Underground walkway for a public high school
Pflugerville, where Boring is now based, is a big football town. The Pflugerville High School Panthers regularly play to crowds of 10,000 people at their stadium. In January, Gettinger floated an idea: Would the Texas transportation department help pay for a pedestrian tunnel from the school to the stadium? “Likely about $3 million in all. Certainly less than $5 million,” Gettinger wrote. The official said he forwarded the email to his colleagues. It’s not clear what, if anything, transpired.
Musk has outlined big ambitions for Boring, but the company has expressed plenty of interest in small, suburban developments. On May 3, the city council in Kyle, Texas, approved a preliminary engineering study of a Boring tunnel that would connect a housing estate to a retail development about two miles away.

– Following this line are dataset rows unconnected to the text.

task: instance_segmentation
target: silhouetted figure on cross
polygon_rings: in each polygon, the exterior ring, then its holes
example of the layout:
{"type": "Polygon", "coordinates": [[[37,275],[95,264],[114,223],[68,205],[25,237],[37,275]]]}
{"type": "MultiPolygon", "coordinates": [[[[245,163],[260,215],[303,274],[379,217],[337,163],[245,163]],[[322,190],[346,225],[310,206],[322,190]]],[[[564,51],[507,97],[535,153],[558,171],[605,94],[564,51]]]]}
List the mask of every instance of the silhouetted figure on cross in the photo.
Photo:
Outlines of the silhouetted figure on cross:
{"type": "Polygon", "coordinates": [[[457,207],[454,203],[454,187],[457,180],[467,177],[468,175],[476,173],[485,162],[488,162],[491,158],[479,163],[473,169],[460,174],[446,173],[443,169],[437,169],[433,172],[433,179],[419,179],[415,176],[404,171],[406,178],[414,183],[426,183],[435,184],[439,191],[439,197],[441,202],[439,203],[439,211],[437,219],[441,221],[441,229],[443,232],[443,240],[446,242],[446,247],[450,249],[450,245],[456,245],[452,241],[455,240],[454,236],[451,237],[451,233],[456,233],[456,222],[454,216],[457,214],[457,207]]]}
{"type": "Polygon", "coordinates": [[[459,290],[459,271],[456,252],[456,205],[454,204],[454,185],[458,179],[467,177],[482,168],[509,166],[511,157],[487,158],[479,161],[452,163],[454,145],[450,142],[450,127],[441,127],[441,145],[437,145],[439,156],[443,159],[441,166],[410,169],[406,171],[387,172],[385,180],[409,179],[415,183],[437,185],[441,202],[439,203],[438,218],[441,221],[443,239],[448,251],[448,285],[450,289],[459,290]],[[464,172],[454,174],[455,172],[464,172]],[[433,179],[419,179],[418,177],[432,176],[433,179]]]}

Tunnel under an unused 28-mile rail line
MoKan, an abandoned railway track near Austin, has long been the subject of debate among regional authorities. Should the corridor be used for hiking and biking trails or a new highway? Gettinger offered another idea: What about a tunnel? The subject was on the agenda for an online meeting between Boring and the state transportation department on Feb. 4. Two days later, Gettinger followed up by email: “Could be a great tunneled application, and not just in Pflugerville.” Officials suggested Gettinger inquire about a subterranean lease.
Drainage for groundwater
Boring’s only commercial project, in Las Vegas, is designed to transport people in modified Tesla cars. The startup intends to do more, though. It pitched two water drainage systems in Texas. One in Austin would service Interstate 35. “Our standard tunnel offering is likely in the right size range to be useful and would be substantially less expensive,” Gettinger wrote on April 18. “We aren’t hydraulic engineers but with local Austin resources we could do the civil/structural/technical planning and design of this work and then build it.” It’s unclear if the engineer was open to the suggestion. Gettinger proposed another drainage system in Houston in March, although the procurement deadline had already passed earlier in the month without an application from Boring.